Rooting was improved well below the penetration depth of the 5.5-cm-long quadra-tines (i.e., 6- to 12- and 12- to 24-cm root zone depths) by late summer of the second year (i.e., 2007) in SP + SU cored plots. However, rooting was reduced by SP + SU coring at most root zone depths by late summer of the first year (i.e., 2006). The beneficial rooting effects from summer coring in the second year presumably were due to thatch-mat control, enhanced air exchange and water infiltration, and stimulation of rooting through severing of stems (Beard, 1973). Furthermore, coring also reduces soil bulk density and increases macroporosity of soil (Murphy et al., 1993; Murphy and Rieke, 1994). Coring tines used in this study penetrated to 9.0 cm (SP) and 5.5 cm (SU), which through a combination of improved air and water drainage as well as reduction of bulk density may have enhanced root elongation deeper (i.e., ≥9.0 cm) into the soil in the current study. A deeper root system would be expected to better tolerate periods of drought and would be more efficient in scavenging nitrates and other nutrients (Bowman et al., 1998).

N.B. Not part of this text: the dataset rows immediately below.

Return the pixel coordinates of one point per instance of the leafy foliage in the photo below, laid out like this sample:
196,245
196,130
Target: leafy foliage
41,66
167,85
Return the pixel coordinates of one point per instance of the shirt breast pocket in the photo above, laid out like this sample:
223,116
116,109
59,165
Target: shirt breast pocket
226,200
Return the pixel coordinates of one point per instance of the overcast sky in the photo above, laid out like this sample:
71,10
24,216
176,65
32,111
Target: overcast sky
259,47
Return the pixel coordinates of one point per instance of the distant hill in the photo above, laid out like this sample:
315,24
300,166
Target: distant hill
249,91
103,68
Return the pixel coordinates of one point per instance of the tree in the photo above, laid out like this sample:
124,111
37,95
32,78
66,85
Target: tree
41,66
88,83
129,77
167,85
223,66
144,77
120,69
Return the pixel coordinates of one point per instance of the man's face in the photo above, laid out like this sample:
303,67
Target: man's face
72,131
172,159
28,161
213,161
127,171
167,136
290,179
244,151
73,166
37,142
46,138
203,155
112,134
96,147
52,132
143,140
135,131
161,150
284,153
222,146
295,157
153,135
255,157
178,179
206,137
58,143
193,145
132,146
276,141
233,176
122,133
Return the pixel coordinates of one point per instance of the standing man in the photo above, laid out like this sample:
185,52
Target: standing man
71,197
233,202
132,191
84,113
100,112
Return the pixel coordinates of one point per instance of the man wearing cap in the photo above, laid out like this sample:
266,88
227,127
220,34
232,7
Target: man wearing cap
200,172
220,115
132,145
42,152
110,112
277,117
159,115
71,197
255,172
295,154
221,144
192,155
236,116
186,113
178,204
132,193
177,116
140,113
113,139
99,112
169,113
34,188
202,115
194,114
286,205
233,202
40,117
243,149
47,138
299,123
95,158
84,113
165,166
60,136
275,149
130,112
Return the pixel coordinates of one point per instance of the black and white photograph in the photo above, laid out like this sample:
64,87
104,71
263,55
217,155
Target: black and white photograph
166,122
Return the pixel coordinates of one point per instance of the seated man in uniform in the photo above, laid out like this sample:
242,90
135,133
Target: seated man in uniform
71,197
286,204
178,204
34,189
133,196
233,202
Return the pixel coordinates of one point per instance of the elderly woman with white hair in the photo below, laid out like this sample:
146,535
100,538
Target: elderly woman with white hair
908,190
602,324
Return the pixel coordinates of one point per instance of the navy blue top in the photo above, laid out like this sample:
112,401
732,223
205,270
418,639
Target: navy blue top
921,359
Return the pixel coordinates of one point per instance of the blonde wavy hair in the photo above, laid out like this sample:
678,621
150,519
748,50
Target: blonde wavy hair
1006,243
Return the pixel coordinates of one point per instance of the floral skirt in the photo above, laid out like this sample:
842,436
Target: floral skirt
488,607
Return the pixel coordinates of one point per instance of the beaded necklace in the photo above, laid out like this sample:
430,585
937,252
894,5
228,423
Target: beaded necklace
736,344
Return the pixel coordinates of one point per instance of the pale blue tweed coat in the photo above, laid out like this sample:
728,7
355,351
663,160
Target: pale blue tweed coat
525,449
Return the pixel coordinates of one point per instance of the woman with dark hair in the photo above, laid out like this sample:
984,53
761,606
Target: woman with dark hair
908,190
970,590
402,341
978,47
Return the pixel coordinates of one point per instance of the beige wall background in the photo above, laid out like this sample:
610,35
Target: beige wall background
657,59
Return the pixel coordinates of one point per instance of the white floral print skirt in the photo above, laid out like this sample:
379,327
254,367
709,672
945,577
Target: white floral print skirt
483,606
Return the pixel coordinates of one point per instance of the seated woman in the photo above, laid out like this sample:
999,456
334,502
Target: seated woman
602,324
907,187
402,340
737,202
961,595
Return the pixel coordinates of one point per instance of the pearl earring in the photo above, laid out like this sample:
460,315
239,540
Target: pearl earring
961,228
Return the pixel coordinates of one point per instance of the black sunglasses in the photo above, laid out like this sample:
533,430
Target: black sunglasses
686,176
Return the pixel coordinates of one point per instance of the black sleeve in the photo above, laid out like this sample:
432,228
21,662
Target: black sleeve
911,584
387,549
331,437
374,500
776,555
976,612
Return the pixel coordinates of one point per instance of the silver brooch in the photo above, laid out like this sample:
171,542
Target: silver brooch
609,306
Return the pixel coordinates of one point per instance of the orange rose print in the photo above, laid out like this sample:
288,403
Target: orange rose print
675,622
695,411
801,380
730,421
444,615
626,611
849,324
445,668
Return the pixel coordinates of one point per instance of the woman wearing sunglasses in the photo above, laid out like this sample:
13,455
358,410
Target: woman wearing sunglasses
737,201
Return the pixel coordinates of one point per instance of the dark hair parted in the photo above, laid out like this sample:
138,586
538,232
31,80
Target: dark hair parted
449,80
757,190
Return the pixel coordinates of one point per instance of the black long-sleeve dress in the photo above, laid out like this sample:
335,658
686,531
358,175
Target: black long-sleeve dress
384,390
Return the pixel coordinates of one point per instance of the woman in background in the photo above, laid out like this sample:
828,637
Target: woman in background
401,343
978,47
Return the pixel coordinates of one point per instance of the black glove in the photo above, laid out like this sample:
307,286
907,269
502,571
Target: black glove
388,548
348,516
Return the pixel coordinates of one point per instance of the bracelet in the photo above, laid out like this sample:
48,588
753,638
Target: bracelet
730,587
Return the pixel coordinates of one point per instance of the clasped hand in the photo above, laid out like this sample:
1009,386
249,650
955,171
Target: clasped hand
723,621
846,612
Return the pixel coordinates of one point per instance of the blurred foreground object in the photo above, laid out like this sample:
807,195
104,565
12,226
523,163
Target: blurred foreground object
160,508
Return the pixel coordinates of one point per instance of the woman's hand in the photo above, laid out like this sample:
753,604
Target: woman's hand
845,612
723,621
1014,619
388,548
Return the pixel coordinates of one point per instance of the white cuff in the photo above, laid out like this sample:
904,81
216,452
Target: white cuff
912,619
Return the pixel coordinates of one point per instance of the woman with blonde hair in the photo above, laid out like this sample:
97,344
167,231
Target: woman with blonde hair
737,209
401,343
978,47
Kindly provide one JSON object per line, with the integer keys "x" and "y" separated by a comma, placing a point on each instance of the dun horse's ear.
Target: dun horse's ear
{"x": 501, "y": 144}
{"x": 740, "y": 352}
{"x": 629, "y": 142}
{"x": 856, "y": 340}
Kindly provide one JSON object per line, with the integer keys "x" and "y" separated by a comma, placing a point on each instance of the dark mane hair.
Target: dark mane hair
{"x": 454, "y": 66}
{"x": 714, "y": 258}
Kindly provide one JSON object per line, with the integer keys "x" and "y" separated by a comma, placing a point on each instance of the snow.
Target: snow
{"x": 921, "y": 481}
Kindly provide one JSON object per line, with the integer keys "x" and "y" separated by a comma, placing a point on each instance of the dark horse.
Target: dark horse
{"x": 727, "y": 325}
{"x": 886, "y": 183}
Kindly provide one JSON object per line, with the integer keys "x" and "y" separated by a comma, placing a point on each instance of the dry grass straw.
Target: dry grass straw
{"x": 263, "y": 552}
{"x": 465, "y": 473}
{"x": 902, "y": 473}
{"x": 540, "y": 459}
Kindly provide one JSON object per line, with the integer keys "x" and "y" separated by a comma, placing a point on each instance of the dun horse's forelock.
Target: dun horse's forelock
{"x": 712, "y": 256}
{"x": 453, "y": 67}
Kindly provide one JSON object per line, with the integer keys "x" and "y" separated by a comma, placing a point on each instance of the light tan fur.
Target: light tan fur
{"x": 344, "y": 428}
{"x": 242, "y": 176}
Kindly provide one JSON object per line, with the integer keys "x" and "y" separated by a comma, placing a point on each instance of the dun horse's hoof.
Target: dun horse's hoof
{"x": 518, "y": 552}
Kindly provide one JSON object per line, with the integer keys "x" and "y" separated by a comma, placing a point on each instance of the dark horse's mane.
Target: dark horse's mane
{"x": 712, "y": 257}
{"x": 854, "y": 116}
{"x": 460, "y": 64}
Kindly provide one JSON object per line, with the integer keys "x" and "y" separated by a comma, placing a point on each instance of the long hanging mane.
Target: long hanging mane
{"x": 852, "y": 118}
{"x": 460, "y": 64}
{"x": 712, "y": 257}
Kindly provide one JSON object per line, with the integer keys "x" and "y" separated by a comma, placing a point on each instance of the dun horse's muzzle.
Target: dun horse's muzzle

In conclusion, the results of this study indicated that summer coring with small diameter tines can be employed to promote root growth and/or longevity in creeping bentgrass putting greens grown on sand-based root zones in late summer of the second year following establishment when turf is more mature. Coring creeping bentgrass putting greens can be detrimental during the first summer after autumn establishment. These findings may apply only to Providence creeping bentgrass since cultivars can vary in rooting depth and architecture (Bowman et al., 1998). Furthermore, chemical, nutrient, macroporosity, organic matter, microbial biomass, and other soil properties change as greens age (Murphy et al., 1993; Kerek et al., 2002; McClellan et al., 2007; McClellan et al., 2009). For logistical reasons associated with the laborious minirhizotron imaging technique (Murphy et al., 1994; Fu and Dernoeden, 2009), this study was not repeated on separate stands of equal age. Hence, additional research will be required to corroborate findings of the current study. Since coring newly established turf can be injurious to rooting, future studies should consider the effects of coring to thatch-mat depth without disturbing much soil or young root systems during the first summer of creeping bentgrass establishment.